How to Ruin a Relationship

A hostile culture can pollute a consultant’s road to success
Aug. 19, 2025
4 min read

I hadn’t talked to Ben in a couple of years.  He saw I had peeked at his whereabouts on LinkedIn and decided to give me a call. We each refilled a coffee cup and jumped on a communication app for a nice, long catch-up session.

Since I am retired, my side of the story is usually rather dull:

Are you doing anything today? he asked me.  Playing some golf, maybe taking a nap.

Seeing anything exciting?  We had a 12-foot alligator walk down the street near my postal center.

Any big plans? There’s a new band playing around town that’s pretty good.

So, to keep the conversation rolling, I would need to ask the questions.

You’re still working as a cybersecurity consultant, aren't you?

“Yes,” he replied, “but the reason I even have time to chat with you today is because I am on the beach for the foreseeable future.”

I was surprised.  Ben was one of the hardest of hard chargers and a sought-after consultant.  I asked him to explain what happened, and here are his words:

I am on the beach because I just got unceremoniously kicked off my most recent cybersecurity consulting engagement after just a couple of weeks. Yeah, it surprised me as well.  Everything started off just like usual: intro meetings in a conference room, one-on-ones with the cybersecurity leaders, and an hour with the new CISO.

The first little inkling I had that something was “off” was when I noticed everyone looked and acted genuinely unhappy, even grumpy. Every meeting was met with frowns and furrowed brows. There were no jokes, lighthearted remarks, laughs, or anything funny written on the corner of a whiteboard.  Many employees still had work-from-home arrangements post-pandemic and most of the acres of cubicles were empty.

The fact that many people weren’t in the office regularly made setting up meetings difficult.

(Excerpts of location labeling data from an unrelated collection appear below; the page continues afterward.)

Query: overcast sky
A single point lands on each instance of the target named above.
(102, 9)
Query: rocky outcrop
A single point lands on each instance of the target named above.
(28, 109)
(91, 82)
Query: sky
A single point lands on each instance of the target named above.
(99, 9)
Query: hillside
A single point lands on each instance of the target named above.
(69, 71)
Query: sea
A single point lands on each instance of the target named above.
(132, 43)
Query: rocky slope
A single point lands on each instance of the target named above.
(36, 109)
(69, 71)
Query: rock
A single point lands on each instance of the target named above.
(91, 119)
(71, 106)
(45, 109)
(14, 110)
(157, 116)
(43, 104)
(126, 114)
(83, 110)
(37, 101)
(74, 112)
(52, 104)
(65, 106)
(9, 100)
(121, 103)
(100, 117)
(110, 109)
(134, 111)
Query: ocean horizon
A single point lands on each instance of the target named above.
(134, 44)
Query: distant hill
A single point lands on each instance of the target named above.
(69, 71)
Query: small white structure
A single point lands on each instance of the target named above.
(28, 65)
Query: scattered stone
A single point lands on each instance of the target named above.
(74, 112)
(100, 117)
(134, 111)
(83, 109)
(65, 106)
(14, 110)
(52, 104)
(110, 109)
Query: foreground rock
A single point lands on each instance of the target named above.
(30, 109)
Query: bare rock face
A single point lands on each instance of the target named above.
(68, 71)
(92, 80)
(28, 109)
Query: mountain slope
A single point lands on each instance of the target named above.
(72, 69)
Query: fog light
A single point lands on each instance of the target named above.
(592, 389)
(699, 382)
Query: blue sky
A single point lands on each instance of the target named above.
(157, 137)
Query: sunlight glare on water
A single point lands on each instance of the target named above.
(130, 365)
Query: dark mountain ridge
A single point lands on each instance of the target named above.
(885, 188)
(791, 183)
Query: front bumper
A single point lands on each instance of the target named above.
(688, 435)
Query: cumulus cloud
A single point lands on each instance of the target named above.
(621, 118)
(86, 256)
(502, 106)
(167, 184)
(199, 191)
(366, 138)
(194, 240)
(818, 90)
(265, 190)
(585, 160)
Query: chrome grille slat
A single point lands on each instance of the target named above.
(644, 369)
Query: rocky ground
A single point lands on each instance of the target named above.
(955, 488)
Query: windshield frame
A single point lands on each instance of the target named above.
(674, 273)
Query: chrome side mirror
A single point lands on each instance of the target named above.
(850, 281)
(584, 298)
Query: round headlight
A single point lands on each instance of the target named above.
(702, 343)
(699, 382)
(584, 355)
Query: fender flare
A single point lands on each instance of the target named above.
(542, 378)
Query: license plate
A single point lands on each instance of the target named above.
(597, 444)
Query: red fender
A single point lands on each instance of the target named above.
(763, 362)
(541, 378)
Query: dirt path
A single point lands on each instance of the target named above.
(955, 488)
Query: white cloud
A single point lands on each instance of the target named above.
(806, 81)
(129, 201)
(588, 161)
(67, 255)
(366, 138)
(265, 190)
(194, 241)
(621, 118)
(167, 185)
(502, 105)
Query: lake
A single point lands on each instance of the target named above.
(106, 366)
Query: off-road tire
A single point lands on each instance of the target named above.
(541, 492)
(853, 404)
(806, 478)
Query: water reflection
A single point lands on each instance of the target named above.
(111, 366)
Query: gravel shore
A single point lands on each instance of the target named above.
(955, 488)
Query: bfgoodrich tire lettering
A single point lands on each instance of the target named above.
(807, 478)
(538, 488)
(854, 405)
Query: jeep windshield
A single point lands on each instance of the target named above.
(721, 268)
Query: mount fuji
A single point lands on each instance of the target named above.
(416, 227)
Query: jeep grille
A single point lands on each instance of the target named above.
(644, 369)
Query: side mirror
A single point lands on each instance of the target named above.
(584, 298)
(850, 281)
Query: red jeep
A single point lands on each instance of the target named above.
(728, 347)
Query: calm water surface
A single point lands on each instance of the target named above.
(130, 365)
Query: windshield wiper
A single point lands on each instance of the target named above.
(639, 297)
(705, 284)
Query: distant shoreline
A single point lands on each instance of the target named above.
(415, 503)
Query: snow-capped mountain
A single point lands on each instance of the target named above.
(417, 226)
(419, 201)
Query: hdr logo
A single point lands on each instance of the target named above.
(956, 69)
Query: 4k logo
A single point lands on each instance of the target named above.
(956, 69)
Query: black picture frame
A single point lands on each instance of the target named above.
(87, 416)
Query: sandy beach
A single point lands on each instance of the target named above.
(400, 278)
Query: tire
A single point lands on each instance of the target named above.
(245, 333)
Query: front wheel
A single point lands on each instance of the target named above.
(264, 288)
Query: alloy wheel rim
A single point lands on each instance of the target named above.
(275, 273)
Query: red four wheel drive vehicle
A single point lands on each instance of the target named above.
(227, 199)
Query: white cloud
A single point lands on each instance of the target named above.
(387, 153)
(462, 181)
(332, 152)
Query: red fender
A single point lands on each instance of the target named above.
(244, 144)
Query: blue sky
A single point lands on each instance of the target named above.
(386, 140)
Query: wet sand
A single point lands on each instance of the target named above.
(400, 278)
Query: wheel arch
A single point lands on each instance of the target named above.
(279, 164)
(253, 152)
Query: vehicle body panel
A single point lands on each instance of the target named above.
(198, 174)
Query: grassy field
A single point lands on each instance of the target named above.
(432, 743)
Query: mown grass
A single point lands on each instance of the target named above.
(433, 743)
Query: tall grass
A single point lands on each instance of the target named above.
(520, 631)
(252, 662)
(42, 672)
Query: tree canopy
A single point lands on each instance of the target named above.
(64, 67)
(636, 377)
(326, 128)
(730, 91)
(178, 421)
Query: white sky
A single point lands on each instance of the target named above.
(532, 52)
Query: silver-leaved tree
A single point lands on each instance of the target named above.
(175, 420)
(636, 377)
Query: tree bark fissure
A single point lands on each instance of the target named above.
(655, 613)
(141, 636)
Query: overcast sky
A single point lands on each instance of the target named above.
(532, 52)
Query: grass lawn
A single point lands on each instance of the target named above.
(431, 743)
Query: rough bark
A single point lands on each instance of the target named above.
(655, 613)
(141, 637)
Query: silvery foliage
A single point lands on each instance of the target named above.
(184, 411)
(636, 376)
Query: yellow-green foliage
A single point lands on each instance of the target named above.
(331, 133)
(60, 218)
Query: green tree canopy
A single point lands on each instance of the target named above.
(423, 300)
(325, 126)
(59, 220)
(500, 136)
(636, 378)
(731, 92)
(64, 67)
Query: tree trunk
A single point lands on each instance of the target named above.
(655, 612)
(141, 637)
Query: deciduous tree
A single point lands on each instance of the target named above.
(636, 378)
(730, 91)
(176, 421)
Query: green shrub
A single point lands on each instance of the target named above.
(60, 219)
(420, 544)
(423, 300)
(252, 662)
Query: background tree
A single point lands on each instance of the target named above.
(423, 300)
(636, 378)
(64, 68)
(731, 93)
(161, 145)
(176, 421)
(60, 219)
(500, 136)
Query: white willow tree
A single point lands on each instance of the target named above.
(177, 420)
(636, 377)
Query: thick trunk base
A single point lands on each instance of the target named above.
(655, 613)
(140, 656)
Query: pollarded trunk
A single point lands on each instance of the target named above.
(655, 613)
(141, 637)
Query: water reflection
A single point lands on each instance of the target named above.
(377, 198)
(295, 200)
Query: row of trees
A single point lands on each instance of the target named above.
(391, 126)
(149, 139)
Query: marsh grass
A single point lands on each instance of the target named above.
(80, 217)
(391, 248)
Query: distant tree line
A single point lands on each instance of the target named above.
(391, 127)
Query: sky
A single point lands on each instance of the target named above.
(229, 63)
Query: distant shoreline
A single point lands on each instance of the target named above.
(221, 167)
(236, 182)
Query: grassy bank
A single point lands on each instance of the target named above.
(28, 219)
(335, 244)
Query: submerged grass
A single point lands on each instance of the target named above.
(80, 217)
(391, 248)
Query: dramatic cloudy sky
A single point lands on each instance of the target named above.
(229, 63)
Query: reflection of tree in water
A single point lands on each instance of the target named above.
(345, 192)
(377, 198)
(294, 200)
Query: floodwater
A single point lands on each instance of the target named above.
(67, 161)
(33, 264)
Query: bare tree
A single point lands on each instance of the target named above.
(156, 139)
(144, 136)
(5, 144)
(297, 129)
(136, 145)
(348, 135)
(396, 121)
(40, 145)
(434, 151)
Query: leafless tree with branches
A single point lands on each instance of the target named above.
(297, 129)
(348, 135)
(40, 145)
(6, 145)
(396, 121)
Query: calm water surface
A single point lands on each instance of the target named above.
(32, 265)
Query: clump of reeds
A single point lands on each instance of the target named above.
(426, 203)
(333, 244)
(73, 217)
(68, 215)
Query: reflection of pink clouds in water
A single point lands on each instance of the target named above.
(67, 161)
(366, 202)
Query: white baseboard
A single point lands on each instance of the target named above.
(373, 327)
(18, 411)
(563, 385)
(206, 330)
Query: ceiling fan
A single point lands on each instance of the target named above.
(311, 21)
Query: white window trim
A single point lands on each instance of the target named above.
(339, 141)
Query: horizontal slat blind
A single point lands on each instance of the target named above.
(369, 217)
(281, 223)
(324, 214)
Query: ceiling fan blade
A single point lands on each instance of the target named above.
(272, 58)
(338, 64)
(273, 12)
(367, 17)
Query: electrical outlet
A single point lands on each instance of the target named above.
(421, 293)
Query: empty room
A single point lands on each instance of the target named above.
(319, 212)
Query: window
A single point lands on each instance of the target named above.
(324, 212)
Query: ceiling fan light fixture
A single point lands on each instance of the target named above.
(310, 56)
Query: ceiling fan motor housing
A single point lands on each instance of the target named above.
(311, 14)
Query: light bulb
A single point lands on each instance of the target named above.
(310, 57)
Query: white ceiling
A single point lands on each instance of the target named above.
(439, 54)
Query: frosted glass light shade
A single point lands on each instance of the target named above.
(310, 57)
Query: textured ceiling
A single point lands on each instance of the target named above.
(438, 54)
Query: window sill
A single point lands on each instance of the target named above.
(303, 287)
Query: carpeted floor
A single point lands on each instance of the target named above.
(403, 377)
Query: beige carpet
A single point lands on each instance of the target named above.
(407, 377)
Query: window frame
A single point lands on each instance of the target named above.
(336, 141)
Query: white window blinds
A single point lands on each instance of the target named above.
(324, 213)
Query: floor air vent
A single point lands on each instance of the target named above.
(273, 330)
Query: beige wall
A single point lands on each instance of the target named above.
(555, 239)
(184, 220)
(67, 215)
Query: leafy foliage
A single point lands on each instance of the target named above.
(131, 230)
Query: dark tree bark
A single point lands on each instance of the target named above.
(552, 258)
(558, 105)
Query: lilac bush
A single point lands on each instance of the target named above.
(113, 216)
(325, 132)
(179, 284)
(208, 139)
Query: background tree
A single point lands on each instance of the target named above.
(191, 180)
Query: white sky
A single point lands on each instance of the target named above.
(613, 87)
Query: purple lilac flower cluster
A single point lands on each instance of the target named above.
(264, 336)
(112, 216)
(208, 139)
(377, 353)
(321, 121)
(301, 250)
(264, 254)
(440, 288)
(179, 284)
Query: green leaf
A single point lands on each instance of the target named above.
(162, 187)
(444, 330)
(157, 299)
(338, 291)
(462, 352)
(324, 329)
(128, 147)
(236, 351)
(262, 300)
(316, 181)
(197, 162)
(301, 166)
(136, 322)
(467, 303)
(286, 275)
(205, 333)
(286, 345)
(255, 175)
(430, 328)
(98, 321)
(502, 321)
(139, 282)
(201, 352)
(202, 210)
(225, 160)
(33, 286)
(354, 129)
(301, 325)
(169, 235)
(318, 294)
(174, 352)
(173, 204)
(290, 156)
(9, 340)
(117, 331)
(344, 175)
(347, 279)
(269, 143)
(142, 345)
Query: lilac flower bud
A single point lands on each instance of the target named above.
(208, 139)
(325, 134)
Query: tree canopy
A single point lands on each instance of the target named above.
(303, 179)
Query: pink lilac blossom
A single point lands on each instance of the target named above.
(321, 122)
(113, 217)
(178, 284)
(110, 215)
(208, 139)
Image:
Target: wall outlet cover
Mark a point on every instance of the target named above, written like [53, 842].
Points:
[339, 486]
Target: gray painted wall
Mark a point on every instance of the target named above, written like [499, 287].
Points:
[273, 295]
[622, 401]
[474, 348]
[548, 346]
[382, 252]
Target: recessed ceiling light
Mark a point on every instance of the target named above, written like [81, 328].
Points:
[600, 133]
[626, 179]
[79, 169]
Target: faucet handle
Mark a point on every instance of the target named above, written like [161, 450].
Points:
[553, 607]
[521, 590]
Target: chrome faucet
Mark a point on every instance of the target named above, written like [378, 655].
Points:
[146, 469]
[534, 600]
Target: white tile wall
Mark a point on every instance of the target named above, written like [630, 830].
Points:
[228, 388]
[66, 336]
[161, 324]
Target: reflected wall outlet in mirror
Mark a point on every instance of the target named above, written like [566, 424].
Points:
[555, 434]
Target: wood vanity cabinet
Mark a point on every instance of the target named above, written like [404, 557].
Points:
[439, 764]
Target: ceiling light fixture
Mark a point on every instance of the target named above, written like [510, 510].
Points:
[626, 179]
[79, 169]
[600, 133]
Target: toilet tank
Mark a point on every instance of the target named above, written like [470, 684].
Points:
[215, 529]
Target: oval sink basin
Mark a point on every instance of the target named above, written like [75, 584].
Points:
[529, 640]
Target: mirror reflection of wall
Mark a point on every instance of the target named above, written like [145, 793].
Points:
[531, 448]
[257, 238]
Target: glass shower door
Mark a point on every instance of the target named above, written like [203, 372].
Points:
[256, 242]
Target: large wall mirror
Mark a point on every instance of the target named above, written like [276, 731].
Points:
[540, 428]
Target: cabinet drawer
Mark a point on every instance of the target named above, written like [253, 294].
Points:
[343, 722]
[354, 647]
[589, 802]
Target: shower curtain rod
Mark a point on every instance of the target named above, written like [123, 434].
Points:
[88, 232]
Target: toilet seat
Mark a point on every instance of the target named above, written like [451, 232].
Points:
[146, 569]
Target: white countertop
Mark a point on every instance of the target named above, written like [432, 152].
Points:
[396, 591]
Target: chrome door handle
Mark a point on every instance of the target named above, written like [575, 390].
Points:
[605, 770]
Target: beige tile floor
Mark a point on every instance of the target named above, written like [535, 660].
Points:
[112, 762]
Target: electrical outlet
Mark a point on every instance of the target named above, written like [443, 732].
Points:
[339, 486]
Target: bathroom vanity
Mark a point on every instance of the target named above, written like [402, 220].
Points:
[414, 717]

Sure, you can use an online app. Still, for reviewing risk tables, vulnerability spreadsheets, security policies, and disaster recovery plans with the staff, face-to-face sessions proved to be much more productive. From the outset, the managers made it challenging to arrange on-site meetings. It almost felt like several had other commitments during the day that trumped their full-time job,

When the process became a real tooth-pulling exercise, my go-to has always been to appeal to the senior leadership.  The people paying for the engagement can usually ensure at least reluctant compliance, if not enthusiastic support. But going this route didn’t help either.  You could tell there were festering resentments and unresolved turmoil among them.

The final option was to reach out to our partner responsible for the engagement and determine who was covering the costs of our services. A good senior partner will generally convince the corporate sponsor that constructive compliance would yield a far better outcome than a hostile response to requests.

As it turned out, the new CIO who brought our consulting team into this engagement was a former client who had achieved a positive outcome. He assumed bringing us into his new organization would have a similar positive outcome. Once he signed the purchase order and made cursory introductions, he jumped on an airplane to begin a round-the-world tour of his new organization’s IT centers that would take him out of the country for a couple of months. Scratch that plan.

With no way to resolve the growing tensions, every visit to the site or meeting with the cybersecurity staff was an exercise in frustration.  They didn’t want me there, they weren’t interested in any advice, and they made sure I knew it.

So, I wasn’t shocked when the next call I got from my partner was that I was being pulled from the engagement. I was told they claimed I was being antagonistic and unhelpful. It was where this whole project was headed, in any case.

I heard just a couple of days ago that the CIO had returned from his travels only to be confronted by all the open resentment and hostility to his consultants. I am not sure he has fully realized that this entire engagement wasn’t set up correctly.  Unless he can straighten out the mess and wasted investment quickly, he’ll likely be joining me on the beach next week.

Wow, that’s quite a story, I said.  I hope it doesn’t leave a mark on your resume or your pride.